This is a console application that I wrote for browsing HN in a terminal. It has an ncurses UI and uses libcurl to query the HN API [0]. Currently works on Linux and Mac. I also ported it to web with Emscripten's Fetch API so it can be easily demonstrated [1].
I’m just calling system() with “xdg-open” and url as argument. This is what a quick google search told me can be used for openning a browser from a C++ program. Maybe “xdg-open” is not available on Catalina. It is on Mojave I think.
I love the concept, and would use it daily if there were features for adding/removing/viewing favorites. This is something that the official API doesn't support, so it's not something I'm faulting this application for. Impressive for sure.
Also +1 on wlqlwlql's dark-mode idea, although a color theme in general might be a better approach (but perhaps overly complicated?).
This might not be addressing your issue directly, but for my browser extension Refined Hacker News [1], once a user is logged-in in the browser site it is fairly simple to "construct" the favorite-ing endpoint URL. The URL endpoint is "/fave" and requires two query parameters: `auth` and `id`. "auth" is a random string that is unique for each story/comment and is generated from the HN server (it's required for authorization of the "favorite" request), and "id" is the story/comment's ID number.
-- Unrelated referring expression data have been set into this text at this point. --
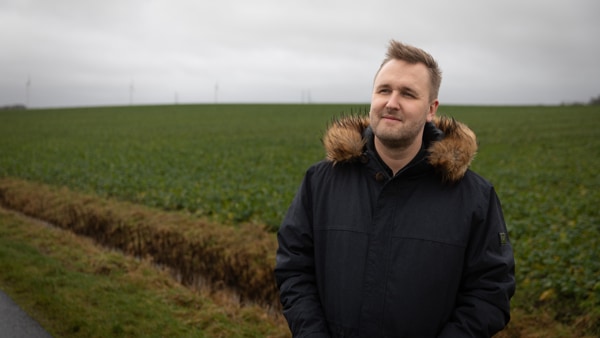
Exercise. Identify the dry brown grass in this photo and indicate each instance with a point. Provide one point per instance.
(199, 253)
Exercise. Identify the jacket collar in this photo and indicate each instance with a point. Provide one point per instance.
(451, 145)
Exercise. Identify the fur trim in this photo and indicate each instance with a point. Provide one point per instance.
(451, 156)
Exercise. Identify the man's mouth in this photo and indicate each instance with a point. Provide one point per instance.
(389, 117)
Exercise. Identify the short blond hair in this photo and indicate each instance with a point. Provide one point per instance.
(413, 55)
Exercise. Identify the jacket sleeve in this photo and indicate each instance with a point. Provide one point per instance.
(295, 269)
(483, 301)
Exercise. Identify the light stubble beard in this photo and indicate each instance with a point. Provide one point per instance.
(397, 139)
The auth string of a story for "fave" is the same as the auth string for the "hide" and "flag" links (since they are already present, the links' hrefs contain that auth string), and so we can extract the auth string from their hrefs and use it for favoriting and un-favoriting.
The "favorite"/"follow" function is something I was also thinking about. I have some ideas about it - something like an extra feed window where only favorited (and related) things show up.
Regarding color themes - these are super easy to add.
Wow, the vim keybindings are very intiutive. I just pressed O without thinking about it and it opened the highlighted link in a browser. although I miss using h and l for going right and left. also, I don't know about others but it took me some time to figure out the enter key to open comments page. maybe that should be mentioned in the help window.
Looking at the API request counter/how it renders it seems like you're pinging the API for every news item? 43 for just the "news" and "show" sections seems pretty high.
If that were the case I'd be worried about hitting an API limit, etc.
It's just the way the API works - to get the details for a single story (i.e. title, score, user, time, etc.) you need a single API request. Once the stories are fetched, then you can query the API only for those that have changed.
I was wondering what is the API limit - I haven't hit it yet. Will see.
Gotcha - it's times like that that I go with an old-fashioned raw HTTP request and parse it with a DOM parsing engine. Sometimes the "web-facing API" (so-to-speak) is better than the official API.
Yes, an API that is isomorphic to the website itself would be much easier to use. Our plan is for the next version of HN's API to simply serve a JSON version of every page.
In the meantime, if you scrape the HTML, please respect https://news.ycombinator.com/robots.txt and don't do it more than once per 30 seconds. HN's app server runs on a single core, so we don't have a lot of performance to spare! This is in the works to change as well.
> HN's app server runs on a single core, so we don't have a lot of performance to spare!
That's interesting. Is there any more information about HN's tech stack? I know it's built on top of the Lisp dialect Arc, but I wonder about the server specs and would be happy to be pointed at some resource.
Although I experienced HN being down, I guess the overall uptime and availability is pretty decent. Keep up the good work!
Few UX comments:
1. There are a few advanced features that are enabled by default that I think should be hidden by default: stats and multiple panes
2. It's unclear how to get back when entering an article
Thanks for the feedback - I agree those features should be disabled by default. Just wanted to have them enabled now so people don't accidentally miss them
That's nice! There are some other mentions about color themes, but I'm wondering if it could just respect my terminal's color theme with background & foreground colors?
FYI works fine on mac but requires cmake (I downloaded and built cmake from source with no problems on 10.14.6, but other installation options are available)
Yeah I could see putting things like baseball game scores in a terminal, because you don't really want to be browsing mlb.com at work - but HackerNews should be considered work related if you're a dev.
If your dayjob doesn't allow you to spend 1 hour a day keeping up on tech news/interests, then maybe you need a better job.